Tech Fair set May 21 at community college

Wednesday, April 1, 2009

A technology fair to teach Marshall Countians how to get the most out of computers is shaping up as virtually an all-day affair seven weeks from now.

While programs, seminars and workshops might be more plentiful for beginners, the committee organizing the May 21 event has sought to have something for everyone.

That's according to discussion on Friday when the Three Star Technology Fair Committee of the local Joint Economic and Community Development Board (JECDB) met at Columbia State Community College, the location of the fair from 10 a.m. to 7 p.m. on the third Thursday of May.

Classes on May 21 will include how small businessmen and women can design an Internet web page for their shops or services, according to Elizabeth McDow, director of the Lewisburg campus of Columbia State Community College, vice chairwoman of the JECDB.

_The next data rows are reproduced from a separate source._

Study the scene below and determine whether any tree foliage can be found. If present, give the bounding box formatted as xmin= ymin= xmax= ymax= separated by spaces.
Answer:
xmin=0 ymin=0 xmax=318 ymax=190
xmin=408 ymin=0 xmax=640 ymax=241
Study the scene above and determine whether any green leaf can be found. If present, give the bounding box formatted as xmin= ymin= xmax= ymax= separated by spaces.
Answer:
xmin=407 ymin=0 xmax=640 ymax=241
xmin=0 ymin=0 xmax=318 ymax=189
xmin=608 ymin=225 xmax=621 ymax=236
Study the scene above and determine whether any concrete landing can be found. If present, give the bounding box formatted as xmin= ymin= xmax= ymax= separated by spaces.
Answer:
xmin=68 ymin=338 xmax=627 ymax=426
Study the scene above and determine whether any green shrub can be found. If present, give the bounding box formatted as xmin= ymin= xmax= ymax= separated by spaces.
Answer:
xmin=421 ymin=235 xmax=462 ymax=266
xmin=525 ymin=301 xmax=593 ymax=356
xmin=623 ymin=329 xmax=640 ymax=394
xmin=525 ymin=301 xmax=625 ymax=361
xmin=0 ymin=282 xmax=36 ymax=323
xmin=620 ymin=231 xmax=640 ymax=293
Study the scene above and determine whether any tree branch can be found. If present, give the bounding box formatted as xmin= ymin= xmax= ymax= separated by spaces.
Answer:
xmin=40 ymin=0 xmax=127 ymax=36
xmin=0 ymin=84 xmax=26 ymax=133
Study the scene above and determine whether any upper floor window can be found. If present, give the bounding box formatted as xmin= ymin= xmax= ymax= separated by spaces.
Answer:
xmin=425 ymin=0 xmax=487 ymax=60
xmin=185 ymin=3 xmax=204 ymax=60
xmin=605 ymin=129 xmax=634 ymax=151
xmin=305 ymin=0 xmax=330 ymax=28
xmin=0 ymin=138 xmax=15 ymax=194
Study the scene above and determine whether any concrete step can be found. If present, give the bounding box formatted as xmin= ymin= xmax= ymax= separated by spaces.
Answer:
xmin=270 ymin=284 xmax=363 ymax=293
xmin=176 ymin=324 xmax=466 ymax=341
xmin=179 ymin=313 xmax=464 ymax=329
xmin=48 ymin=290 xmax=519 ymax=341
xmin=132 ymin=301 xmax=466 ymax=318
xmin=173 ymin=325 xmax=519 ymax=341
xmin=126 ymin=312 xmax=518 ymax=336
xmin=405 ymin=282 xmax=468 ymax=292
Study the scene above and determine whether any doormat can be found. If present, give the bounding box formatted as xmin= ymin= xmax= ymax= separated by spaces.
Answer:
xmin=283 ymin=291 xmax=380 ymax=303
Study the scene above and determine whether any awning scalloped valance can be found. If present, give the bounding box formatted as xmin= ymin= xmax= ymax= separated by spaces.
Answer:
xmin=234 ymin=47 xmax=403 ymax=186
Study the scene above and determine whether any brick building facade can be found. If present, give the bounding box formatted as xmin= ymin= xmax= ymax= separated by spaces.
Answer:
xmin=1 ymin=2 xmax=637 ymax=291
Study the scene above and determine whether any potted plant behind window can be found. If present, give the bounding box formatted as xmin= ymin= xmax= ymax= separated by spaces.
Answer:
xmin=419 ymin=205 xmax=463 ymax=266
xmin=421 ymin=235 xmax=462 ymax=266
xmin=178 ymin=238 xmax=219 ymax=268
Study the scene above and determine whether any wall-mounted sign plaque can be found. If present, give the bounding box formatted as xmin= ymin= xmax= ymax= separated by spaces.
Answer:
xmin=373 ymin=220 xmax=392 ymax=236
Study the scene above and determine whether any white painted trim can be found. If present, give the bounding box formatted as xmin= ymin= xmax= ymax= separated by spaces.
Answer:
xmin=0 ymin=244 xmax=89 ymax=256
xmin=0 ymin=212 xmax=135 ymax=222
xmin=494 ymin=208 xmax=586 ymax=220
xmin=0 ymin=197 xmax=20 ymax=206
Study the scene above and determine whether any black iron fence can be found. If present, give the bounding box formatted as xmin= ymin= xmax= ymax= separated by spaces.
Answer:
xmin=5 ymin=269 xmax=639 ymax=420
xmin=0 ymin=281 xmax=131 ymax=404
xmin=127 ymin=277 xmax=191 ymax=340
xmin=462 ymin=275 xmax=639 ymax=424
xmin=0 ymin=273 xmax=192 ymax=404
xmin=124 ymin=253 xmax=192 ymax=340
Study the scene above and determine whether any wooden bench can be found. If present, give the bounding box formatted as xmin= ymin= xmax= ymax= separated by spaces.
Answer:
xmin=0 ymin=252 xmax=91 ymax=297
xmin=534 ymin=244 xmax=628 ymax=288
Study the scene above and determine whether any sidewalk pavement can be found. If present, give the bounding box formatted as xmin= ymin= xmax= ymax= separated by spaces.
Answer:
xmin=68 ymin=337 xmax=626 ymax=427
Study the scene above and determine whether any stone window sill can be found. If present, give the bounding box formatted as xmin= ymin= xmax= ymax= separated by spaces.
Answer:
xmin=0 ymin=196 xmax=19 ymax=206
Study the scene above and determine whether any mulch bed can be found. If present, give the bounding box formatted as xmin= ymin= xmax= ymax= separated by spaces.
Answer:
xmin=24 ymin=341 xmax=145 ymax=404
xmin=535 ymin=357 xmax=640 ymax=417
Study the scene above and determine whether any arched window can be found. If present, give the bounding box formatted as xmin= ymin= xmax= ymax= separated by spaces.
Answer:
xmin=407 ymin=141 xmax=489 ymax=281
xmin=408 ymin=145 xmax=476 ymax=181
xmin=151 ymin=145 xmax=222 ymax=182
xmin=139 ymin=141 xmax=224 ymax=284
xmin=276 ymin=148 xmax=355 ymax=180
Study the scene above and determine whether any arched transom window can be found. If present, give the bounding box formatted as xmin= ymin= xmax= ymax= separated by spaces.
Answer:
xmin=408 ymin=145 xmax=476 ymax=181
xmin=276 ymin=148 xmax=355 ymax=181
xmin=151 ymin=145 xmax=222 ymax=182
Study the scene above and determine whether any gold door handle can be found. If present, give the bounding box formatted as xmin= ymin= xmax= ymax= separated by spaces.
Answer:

State law calls for JECDBs in all counties and the one here, led by Edmund Roberts, has various committees on as many subjects such as housing and other ways to improve the economy here.

Roberts called for a "wish list" of classes to be developed and added to the topics already planned. Basic Internet Security is one topic that could be useful for parents and proprietors of small businesses.

"It's one of the most serious issues we've got," Technology Fair Chairman Bruce Ramsey said.

Other topics to be added to the fair include explanations about free software and Microsoft Office programming for business purposes, according to discussion during the 90-minute meeting.

Explanations on how to use the Outlook program for computers and what Web mail is and how to use it, will also be available.

Representatives from AT&T and Verizon will show what their companies offer.

How to transfer digital photos from a camera to a computer and further on through the Internet to someone else will also be explained.

Career readiness, with resume writing and computer skills, will be discussed at the conference, according to Tia Anderson, a career advisor at the Tennessee Career Center.

"We do have computers available," Anderson said.

Several classrooms at the community college on South Ellington Parkway are equipped with digital projectors that accept signals from laptop computers brought to the campus by guest speakers, Roberts said.

Technology office employees from Columbia State Community College and the University of Tennessee are expected to speak and share their knowledge of computer programs and systems.

Members of various service clubs are reportedly planning on having their meetings at the college during the fair, and WJJM could be broadcasting live from the campus that day, according to discussion at the committee meeting on Friday.

Attending the meeting were McDow, Ramsey, Roberts, Mike Wiles, Fred Haley, Greg Lowe and Donald "Stan" Standfield.

The panel is to meet again at 8 a.m. Friday at the college.